The world has become a smaller place, too, as we are all connected through the internet, which is rapid and ubiquitous. In all this change, a gap is emerging between the teenage and the adult worlds. The generation gap is nothing new; it has always been around.

However, not since the 1960s has there been such a glaring gap between the world of the adolescent and the world of the parent. The teenagers of the 1960s dared do something that had not been done before: they spoke about their feelings and commented on the system. They critiqued hierarchies and organised themselves collectively against what they saw as tyrannies.

This was a very different landscape from the teenage world of their parents. ‘The times were’, as Bob Dylan prophetically told us, ‘a changin.’ The teenager of the 1960s was born around the end of the Second World War. 

The teenager of today was born around the beginning of mass dissemination of digital technology. The tectonic plates upon which the world of the teenager stood have dramatically shifted. Proliferation of technology and exposure to the internet have all impacted on how they live and what they do with their time.

However, in all this change there is something far more troubling: a preoccupation with appearance.

Nothing encapsulates what I am talking about better than the ‘selfie’. We are in the age of extreme individualism. Of course, being individual and being yourself are positive and desirable, until your interest in yourself becomes pathology. Cameras on phones are now pointing in, not outwards.
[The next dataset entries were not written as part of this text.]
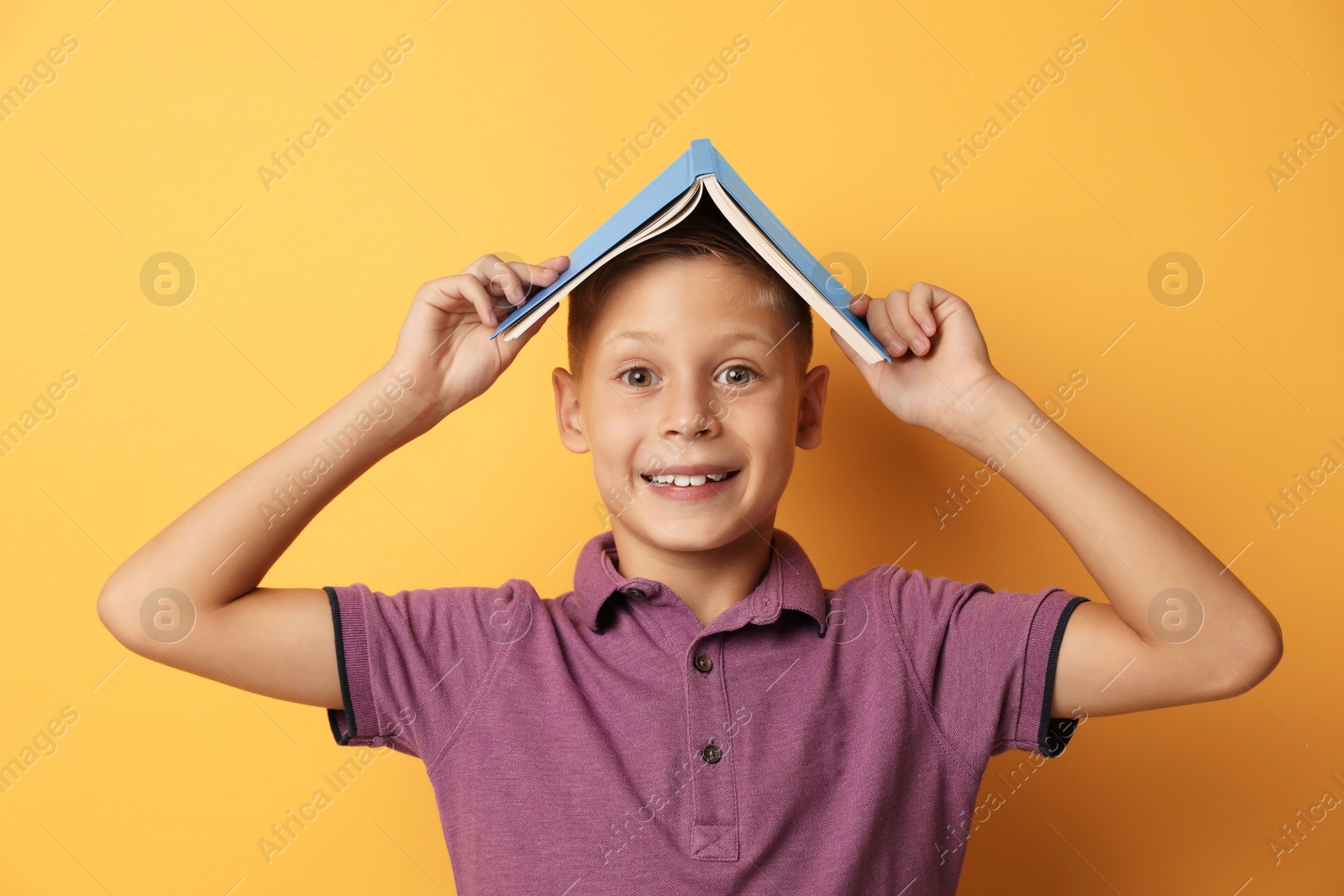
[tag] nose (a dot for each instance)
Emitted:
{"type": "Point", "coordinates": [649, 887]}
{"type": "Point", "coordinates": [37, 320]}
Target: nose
{"type": "Point", "coordinates": [689, 410]}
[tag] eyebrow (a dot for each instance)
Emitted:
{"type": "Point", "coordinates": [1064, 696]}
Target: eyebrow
{"type": "Point", "coordinates": [730, 336]}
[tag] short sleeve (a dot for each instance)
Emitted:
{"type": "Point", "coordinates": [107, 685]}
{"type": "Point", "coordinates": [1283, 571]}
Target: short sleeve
{"type": "Point", "coordinates": [413, 664]}
{"type": "Point", "coordinates": [985, 660]}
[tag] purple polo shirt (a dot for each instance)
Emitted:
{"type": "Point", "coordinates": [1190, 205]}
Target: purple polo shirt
{"type": "Point", "coordinates": [602, 741]}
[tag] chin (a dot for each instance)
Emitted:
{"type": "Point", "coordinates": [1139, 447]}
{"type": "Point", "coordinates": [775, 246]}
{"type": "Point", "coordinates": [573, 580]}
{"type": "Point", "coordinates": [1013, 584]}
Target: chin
{"type": "Point", "coordinates": [690, 533]}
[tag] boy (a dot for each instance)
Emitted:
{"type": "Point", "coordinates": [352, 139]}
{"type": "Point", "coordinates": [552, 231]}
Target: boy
{"type": "Point", "coordinates": [699, 715]}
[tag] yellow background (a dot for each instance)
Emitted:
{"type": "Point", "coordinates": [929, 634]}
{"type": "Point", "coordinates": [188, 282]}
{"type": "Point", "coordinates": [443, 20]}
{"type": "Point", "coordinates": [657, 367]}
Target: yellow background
{"type": "Point", "coordinates": [486, 140]}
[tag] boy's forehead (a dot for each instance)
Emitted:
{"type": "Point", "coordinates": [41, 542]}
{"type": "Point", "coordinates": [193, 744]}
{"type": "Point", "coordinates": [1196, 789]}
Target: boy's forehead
{"type": "Point", "coordinates": [676, 295]}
And programmes like Love Island, where cosmetically enhanced girls and overly buffed boys vie for each other’s attention, only illuminate how shallow the modern teenage world has become.

When I was young, I never heard about abs or obliques. If you talked about your appearance, you would be derided. That has changed. The majority of teenagers I talk to understand the importance of nutrition and count their macros and avoid carbohydrates. 

But this obsession with appearance has a down side. A new trend has developed among teenagers: the use of heavy, class A drugs. In their bid to keep their physique, they are drinking less alcohol (because of the calories) and taking far more dangerous substances, like cocaine or MDMA. This should be a very worrying development for any parent of a teenager. And it brings into focus the dangers of obsessive interest in appearance.

Coupled with this worrying trend is the new generation of steroid users. There has been a huge shift in who is accessing needle exchange services. All of this is built around a pathological interest in body image. This generation has a cognitive dissonance that past generations didn’t have. And I think it all stems from these apps, where all pictures are perfect and pointing inwards. Nobody seems to be interested in landscapes or art.

The new interest is the perfect image, blemish-free. Nothing gets as old quickly as youth and I worry about how this generation will feel when their looks fade, when the body isn’t their temple to worship: what will they be left with? When I’m discussing this topic with teenagers, I often read them the Shakespearian sonnet ‘My mistress’ eyes are nothing like the sun’. 

The final rhyming couplet always hits a chord with them; ‘And yet, by heaven, I think my love as rare/As any she belied with false compare’. Shakespeare is declaring that his love interest is far more beautiful because she is rare and has imperfections. And when I tell them that true beauty is found in those imperfections, I see the nodding heads in front of me.

As parents, we need to help our children navigate this new world. We must help them manage this new interest in appearance. And show them that while it is positive to desire a healthy body, there is far more to life than appearance.